Очевидно, Карш осознал, в каком они положении.

— Хорошо, — прорычал он.

По его команде две твари отступили назад и снова растворились в тени; скоро караван, не заметив того, лишится часовых.

Маг вскочил в седло и медленно двинулся к шатрам. Теперь жезл был у него наготове. В лагере царила суматоха — и хорошо, так до него никому не было дела. Он привязал кобылу подальше от прочих лошадей и остановился неподалеку от костра.

Гажеб, повар, уже повесил котел и принялся готовить ужин, то есть более-менее метко швырять в котел с водой пригоршни сушеной змеятины — после суровой зимы другого мяса не осталось. Это убогое дорожное варево не каждый и за еду-то посчитает.

Эразм дождался, когда Гажеб отвернется к полупустому мешку с заплесневелым ячменем для похлебки, огляделся и, убедившись, что за ним никто не наблюдает, махнул жезлом. В котел красной змейкой скользнула тонкая нить. Маг повел жезлом в воздухе, будто размешивая зелье.

— А, вот вы где! — услышал Эразм и тут же спрятал жезл.

К нему подошел Претус.

— Жидковата у нас похлебка, — рассмеялся предводитель каравана. — Жалко, не можем мы, как лошади, есть траву — вон ее тут сколько! Ну да ладно, через три дня подойдем к Остермиру — там порт, круглый год из-за моря разносолы привозят, — вот и отъедимся после этой баланды.

— Дорога идет прямо на Остермир? — спросил Эразм, как будто никогда карты не видел.

— Будет тут развилка на Стирмир, да небось им там торговать нечем, после такой-то зимы. Остермир — другое дело.

— Подходи, подходи! — Повар замахал черпаком, вокруг него суетился мальчишка со стопкой мисок. Почти все уже разбили свои шатры, так что очередь за похлебкой выстроилась быстро. Эразм получил полную миску и сделал вид, будто ждет, чтобы варево остыло.

Пару минут спустя маг любовался результатами своего колдовского мастерства, и они не разочаровали. У одного из конюхов (он был первый в очереди) только что проглоченная похлебка хлынула изо рта, прямо на ноги стоявшего рядом караванщика. Вскоре, крича от боли и ярости, похватались за живот и остальные.

Эразм вылил свою похлебку на землю. Как по сигналу, выскочили из тьмы жуткие твари, люди и животные закричали от страха и боли. Ничего подобного мир не видел уже тысячу лет. Гоббы изголодались, и началось пиршество.

Затихали последние крики. Тех, кто пытался бежать, нагнали, и они разделили участь своих товарищей. Запах крови поглотил все, даже зловоние боли и страха. Что до звуков…

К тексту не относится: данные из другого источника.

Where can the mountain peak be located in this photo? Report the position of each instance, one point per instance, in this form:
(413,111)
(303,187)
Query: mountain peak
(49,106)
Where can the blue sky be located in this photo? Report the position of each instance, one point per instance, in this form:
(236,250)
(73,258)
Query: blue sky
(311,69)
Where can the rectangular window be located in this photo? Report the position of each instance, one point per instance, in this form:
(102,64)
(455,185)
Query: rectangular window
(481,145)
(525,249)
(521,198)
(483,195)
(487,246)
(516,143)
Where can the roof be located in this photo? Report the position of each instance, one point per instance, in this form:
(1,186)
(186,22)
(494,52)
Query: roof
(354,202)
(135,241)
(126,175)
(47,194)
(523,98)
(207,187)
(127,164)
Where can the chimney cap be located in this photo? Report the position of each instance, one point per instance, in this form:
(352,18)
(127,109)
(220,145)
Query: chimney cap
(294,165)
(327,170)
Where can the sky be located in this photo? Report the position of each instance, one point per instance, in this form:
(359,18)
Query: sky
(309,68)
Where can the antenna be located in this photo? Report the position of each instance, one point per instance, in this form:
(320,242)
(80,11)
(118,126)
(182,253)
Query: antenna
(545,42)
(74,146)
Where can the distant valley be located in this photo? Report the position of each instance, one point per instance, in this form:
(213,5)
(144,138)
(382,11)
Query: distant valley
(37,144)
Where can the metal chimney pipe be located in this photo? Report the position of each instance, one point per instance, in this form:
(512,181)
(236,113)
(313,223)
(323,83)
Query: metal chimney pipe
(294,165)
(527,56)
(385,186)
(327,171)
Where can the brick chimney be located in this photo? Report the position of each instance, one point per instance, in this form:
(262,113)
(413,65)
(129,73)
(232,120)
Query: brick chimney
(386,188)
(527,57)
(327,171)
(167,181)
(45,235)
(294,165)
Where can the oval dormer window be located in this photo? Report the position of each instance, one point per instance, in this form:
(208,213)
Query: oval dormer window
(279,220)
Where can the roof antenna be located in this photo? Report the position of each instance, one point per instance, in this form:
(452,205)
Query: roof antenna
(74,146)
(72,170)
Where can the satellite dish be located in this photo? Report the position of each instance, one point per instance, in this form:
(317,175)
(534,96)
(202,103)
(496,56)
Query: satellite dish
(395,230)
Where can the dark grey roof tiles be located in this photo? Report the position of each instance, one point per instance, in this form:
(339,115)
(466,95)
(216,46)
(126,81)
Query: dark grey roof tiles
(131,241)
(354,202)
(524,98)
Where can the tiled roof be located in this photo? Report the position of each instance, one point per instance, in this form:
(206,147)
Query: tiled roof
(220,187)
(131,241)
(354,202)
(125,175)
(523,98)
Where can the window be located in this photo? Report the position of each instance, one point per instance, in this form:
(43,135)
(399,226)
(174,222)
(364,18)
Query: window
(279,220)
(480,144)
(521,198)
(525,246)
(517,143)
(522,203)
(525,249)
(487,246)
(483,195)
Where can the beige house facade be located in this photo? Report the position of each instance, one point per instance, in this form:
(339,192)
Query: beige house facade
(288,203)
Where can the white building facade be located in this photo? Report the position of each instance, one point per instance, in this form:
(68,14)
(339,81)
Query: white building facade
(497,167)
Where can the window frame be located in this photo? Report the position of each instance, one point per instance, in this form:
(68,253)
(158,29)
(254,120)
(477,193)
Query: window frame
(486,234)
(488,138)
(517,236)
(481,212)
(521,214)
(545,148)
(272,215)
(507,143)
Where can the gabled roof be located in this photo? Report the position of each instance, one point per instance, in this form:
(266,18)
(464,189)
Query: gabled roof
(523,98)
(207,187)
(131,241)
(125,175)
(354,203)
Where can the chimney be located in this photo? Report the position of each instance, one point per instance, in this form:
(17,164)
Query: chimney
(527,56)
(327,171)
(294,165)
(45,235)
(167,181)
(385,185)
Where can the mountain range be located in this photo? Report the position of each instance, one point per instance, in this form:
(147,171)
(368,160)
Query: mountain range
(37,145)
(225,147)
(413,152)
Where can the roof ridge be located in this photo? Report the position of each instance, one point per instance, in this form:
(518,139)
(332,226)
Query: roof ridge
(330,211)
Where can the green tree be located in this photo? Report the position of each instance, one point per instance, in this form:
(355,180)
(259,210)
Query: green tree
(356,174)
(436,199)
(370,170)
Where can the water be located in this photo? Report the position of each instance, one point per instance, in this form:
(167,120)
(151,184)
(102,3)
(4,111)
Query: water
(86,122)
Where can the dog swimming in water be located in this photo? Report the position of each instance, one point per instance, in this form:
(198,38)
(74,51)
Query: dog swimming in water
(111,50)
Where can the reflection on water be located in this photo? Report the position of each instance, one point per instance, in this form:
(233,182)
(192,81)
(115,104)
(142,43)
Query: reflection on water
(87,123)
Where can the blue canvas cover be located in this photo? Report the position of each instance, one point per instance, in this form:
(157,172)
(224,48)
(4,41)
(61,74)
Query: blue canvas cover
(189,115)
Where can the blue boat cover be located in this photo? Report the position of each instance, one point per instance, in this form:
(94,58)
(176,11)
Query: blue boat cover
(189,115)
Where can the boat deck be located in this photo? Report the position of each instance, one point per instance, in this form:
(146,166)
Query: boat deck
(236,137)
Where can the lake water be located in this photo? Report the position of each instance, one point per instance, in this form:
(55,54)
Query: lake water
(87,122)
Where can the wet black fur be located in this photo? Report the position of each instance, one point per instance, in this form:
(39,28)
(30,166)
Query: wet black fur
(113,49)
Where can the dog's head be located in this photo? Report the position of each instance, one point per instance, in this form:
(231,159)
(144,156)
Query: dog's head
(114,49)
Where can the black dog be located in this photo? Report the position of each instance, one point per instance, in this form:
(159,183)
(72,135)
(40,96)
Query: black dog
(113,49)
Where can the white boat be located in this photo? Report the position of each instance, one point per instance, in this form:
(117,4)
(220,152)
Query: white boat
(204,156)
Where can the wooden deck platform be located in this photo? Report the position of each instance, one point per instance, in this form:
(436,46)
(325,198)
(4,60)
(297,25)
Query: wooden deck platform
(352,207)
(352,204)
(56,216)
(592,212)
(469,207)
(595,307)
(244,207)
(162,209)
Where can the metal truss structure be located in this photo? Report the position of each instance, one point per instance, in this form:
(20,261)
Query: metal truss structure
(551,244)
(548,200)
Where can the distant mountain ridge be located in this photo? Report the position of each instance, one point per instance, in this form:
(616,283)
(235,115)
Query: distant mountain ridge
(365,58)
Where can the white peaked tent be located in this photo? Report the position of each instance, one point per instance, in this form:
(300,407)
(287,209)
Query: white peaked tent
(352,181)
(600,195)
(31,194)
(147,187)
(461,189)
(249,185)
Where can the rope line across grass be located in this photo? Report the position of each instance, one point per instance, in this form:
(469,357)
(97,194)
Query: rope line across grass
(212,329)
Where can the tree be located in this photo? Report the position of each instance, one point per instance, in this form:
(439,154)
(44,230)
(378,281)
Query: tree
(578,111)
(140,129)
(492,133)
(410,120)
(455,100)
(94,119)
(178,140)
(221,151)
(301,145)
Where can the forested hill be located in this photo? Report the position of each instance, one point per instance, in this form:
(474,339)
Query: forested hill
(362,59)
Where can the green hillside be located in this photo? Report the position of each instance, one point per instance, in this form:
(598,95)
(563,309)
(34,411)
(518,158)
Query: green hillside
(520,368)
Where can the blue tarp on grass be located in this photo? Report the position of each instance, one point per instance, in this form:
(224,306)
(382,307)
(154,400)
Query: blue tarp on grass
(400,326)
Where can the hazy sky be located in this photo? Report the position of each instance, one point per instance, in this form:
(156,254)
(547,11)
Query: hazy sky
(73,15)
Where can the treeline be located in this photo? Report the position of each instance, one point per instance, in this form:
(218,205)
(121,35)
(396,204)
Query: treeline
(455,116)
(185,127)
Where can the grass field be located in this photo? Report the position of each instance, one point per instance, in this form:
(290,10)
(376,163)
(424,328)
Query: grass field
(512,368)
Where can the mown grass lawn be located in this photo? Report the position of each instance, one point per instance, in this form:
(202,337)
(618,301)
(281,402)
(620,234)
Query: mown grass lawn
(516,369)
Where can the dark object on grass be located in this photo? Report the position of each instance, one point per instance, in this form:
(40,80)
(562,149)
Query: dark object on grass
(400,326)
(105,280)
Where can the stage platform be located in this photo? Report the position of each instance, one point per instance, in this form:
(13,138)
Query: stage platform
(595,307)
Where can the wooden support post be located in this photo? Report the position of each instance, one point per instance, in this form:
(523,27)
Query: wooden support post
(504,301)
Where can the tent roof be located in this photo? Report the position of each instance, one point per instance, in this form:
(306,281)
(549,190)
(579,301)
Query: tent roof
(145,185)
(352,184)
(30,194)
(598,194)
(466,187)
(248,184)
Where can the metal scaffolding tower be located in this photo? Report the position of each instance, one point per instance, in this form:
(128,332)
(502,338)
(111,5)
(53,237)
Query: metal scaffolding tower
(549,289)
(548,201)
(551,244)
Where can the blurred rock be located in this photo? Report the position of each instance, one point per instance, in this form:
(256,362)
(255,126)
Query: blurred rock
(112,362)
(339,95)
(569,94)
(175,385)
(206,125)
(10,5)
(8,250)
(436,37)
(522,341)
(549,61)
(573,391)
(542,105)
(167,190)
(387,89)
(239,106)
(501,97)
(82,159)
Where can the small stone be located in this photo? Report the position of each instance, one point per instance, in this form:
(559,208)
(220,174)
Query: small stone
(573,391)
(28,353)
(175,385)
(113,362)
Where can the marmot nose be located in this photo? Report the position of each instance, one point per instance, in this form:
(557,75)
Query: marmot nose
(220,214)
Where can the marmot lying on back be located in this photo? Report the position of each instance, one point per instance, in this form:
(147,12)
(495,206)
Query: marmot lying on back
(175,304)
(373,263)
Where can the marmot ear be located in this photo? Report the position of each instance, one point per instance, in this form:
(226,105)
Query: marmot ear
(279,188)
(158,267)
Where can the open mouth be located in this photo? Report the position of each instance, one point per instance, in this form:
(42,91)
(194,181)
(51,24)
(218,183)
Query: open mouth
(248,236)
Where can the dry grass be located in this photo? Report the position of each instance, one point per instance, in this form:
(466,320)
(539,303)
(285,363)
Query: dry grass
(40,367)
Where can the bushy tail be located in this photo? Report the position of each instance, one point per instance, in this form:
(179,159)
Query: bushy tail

Ветру был закрыт путь во внешний мир, но уже много веков назад он украдкой расширил границы, из любопытства, ибо стремился вбирать знание обо всем вокруг. Он в ужасе отпрянул от горного ущелья, что было неподалеку от леса. Потом зародился гнев, и сила пробудилась от многовекового сна.

3

НОЧЬЮ была буря. Молнии тянули изломанные руки к древним башням. Ни одна печать не пострадала, хотя некое происшествие, случившееся на рассвете, наполнило его свидетеля дурными предчувствиями.

Гарвиса терзала бессонница, в голове кружились обрывки картин, которые он не задумывал писать наяву, поэтому художник поднялся, когда небо на востоке едва начало светлеть.

Едва одевшись, он, по обыкновению, уселся за рабочий стол, где лежали вчерашние наброски. Уже который день его мысли занимал старинный требник, которому требовался новый переплет. Гарвис пробовал один узор за другим, но подходящий орнамент до сих пор не удавался, из-под пера выходили какие-то негодные каракули.

Мыслеписец замер, склонившись над столом, дрожал лишь огонек свечи. В тусклом свете перед ним лежал набросок огромных весов, сердца Договора и главной его печати.

Видимо, ночью стол изрядно тряхнуло. Гарвис толкнул его, проверяя, не качается ли. Ничего подобного. Стол не шелохнулся, даже когда маг повторил попытку с удвоенной силой. Однако каким-то неведомым ему образом ночью одна из баночек с краской перевернулась; жирная клякса цвета запекшейся крови погребла под собой основание весов — лишь чаши остались парить без опоры, грозя опрокинуться.